Ocwen Financial Corp. announced a number of items in a recent filing with the Securities and Exchange Commission (SEC).
Ocwen entered into a new agreement with New Residential Investment Corp. over mortgage servicing rights (MSRs), came to agreement with two more states to settle regulatory matters, made a decision on the future of its automotive capital services business and completed the settlement of a class-action lawsuit against the firm.
The biggest news is on the new agreement with New Residential, which works to convert New Residential’s current right to MSRs to fully owned MSRs.
“In effect, the new arrangements provided for the conversion of the existing arrangements into a more traditional subservicing arrangement and involved upfront payments to Ocwen for MSRs to be transferred to New Residential over time,” Ocwen’s 8-K filing with the SEC stated of the original agreement announced in July 2017.
Under the existing agreements, Ocwen sold and transferred certain rights to MSRs and other assets related to mortgage servicing rights to for loans with an unpaid principal balance of $86.8 billion as of the opening balances Jan. 1, 2018.
Under the new deal, Ocwen will continue to service the mortgage loans related to those MSRs until the necessary third-party consents are obtained to transfer them to New Residential.

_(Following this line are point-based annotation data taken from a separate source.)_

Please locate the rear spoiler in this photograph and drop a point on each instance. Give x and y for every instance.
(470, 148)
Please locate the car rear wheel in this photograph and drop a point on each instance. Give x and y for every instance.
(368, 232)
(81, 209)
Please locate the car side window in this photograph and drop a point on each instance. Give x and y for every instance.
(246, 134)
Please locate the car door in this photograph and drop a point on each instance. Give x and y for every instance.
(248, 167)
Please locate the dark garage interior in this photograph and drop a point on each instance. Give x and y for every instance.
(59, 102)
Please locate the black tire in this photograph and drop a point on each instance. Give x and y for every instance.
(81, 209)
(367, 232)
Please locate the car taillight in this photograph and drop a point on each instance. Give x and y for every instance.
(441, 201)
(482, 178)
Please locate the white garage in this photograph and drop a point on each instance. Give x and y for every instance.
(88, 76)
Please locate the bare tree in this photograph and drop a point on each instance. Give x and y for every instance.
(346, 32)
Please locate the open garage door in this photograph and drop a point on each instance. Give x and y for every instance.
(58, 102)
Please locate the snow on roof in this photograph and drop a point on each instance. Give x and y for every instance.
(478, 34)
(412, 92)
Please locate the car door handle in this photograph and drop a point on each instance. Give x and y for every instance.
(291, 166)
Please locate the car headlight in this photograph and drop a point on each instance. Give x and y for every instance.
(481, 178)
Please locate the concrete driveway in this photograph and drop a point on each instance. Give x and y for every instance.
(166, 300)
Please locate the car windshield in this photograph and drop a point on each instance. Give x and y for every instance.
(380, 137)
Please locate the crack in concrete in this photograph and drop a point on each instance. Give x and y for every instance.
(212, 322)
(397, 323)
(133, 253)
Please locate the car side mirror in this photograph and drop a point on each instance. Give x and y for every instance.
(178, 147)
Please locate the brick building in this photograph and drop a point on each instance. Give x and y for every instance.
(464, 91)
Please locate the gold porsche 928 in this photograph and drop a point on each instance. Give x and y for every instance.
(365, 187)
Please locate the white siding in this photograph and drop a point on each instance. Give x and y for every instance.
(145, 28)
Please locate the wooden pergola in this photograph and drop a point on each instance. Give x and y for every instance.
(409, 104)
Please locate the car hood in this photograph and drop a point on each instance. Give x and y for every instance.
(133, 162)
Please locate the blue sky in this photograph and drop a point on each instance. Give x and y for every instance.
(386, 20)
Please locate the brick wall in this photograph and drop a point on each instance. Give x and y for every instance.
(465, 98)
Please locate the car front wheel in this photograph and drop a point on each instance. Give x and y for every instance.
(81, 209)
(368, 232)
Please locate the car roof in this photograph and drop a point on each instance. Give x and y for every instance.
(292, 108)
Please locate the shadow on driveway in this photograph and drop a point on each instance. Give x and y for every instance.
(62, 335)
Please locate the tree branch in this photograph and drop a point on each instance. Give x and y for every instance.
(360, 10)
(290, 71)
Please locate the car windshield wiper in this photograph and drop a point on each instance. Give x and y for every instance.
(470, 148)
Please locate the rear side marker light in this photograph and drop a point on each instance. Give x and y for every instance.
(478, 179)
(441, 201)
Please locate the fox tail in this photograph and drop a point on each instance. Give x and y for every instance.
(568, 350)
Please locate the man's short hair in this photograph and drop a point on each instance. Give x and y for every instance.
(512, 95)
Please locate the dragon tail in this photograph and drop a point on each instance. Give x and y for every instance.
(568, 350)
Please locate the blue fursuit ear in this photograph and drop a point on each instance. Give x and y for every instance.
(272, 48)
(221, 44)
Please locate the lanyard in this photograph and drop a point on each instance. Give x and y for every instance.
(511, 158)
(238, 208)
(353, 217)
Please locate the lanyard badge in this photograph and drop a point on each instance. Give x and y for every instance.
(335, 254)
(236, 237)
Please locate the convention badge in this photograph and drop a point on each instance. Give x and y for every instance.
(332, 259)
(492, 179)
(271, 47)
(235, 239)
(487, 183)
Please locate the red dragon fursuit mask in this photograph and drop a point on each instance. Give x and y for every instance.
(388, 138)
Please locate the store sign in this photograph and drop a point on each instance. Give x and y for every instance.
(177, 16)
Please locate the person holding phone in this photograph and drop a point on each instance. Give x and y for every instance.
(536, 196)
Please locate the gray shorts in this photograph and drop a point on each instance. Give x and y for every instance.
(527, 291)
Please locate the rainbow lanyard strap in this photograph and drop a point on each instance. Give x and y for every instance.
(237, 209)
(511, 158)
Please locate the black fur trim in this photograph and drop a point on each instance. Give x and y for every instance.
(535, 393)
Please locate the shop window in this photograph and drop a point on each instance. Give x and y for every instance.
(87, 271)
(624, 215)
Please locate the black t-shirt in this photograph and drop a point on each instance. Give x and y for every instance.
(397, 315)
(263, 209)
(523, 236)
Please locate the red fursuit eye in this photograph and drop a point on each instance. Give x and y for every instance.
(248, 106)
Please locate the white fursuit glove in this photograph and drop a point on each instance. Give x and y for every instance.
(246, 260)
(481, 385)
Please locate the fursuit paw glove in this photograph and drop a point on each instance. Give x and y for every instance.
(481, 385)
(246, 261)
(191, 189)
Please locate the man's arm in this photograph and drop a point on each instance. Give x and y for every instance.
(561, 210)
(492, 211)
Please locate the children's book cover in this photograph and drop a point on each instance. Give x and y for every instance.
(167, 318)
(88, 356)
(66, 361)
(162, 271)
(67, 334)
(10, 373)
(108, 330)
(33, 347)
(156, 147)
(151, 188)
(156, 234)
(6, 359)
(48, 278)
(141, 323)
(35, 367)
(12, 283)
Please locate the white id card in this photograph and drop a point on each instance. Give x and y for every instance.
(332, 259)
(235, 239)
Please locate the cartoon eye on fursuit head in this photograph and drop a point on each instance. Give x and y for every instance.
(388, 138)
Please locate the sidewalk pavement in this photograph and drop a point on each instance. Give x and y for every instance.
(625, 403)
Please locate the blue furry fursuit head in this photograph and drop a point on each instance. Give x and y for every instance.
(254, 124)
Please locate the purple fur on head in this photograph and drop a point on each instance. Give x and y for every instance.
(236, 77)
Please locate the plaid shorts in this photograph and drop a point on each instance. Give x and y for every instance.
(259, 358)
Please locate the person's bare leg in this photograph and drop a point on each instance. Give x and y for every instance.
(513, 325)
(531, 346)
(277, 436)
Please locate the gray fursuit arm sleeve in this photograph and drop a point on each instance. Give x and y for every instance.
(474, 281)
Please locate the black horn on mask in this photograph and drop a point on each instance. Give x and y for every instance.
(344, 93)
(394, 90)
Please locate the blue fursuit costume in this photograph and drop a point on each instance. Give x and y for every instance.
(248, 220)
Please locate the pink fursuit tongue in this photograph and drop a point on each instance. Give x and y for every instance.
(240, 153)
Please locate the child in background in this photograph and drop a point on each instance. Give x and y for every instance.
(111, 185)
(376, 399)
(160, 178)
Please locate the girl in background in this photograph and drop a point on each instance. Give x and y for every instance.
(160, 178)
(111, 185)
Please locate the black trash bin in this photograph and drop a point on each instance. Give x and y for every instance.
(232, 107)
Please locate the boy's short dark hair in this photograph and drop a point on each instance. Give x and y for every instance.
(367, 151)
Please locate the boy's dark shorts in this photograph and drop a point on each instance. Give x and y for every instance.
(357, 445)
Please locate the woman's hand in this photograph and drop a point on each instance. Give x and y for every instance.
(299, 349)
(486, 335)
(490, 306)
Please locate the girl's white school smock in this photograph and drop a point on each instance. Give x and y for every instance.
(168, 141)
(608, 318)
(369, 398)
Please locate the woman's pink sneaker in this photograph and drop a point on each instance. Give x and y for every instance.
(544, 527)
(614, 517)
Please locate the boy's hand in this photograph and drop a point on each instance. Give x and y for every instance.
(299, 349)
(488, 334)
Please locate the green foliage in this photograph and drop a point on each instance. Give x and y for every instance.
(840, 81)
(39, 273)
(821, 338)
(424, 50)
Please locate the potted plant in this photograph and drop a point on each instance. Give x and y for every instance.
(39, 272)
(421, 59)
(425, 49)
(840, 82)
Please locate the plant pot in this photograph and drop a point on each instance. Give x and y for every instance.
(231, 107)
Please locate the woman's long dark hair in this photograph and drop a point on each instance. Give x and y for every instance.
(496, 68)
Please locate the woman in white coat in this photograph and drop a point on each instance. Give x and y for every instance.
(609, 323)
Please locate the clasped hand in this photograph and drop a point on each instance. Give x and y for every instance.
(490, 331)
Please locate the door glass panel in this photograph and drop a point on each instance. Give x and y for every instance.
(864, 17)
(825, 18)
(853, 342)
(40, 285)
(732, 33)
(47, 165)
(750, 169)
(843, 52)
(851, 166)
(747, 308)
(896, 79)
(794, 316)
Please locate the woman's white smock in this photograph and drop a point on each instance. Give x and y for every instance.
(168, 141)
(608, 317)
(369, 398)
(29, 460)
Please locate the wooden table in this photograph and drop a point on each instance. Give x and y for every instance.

Ocwen will be paid $279.6 million up front and receive substantially identical compensation for servicing the related mortgage loans underlying the MSRs that it would receive if the MSRs had been transferred to New Residential as named servicer and Ocwen subserviced such mortgage loans for New Residential as named servicer.
In addition, New Residential agrees to waive any rights it may have had to replace Ocwen as named servicer with respect to the MSRs based on Ocwen’s residential servicer rating agency related downgrades.
On the state front, Ocwen came to agreements with North Carolina and South Dakota to settle regulatory actions taken. Ocwen said the agreements contain key terms that are similar to the agreements Ocwen previously disclosed.
That brings a total of 27 jurisdictions which have reached settlements with Ocwen, leaving six more unsettled, four regulatory agencies and two state attorneys general.
The company also publicly announced it completed its strategic review of its automotive capital services business and that it would exit the business.
“As part of this strategic assessment, Ocwen has been evaluating its long-term strategy for its Automotive Capital Services, Inc. business which provides floor plan lending to independent car dealers. Ocwen has determined that it will exit this business,” the filing stated. “We will be providing some transition-related support to existing customers, and we expect to have fully exited the business by the end of the second quarter of 2018. We do not expect the exit to have a material impact on earnings.”
Finally, Ocwen said it had completed the stock distribution required to settle a class action lawsuit filed against it in Florida district court, with the judgment approved Dec. 22. It also paid down $20 million of its senior secured term loan, leaving about $298.3 million outstanding under its senior secured term loan.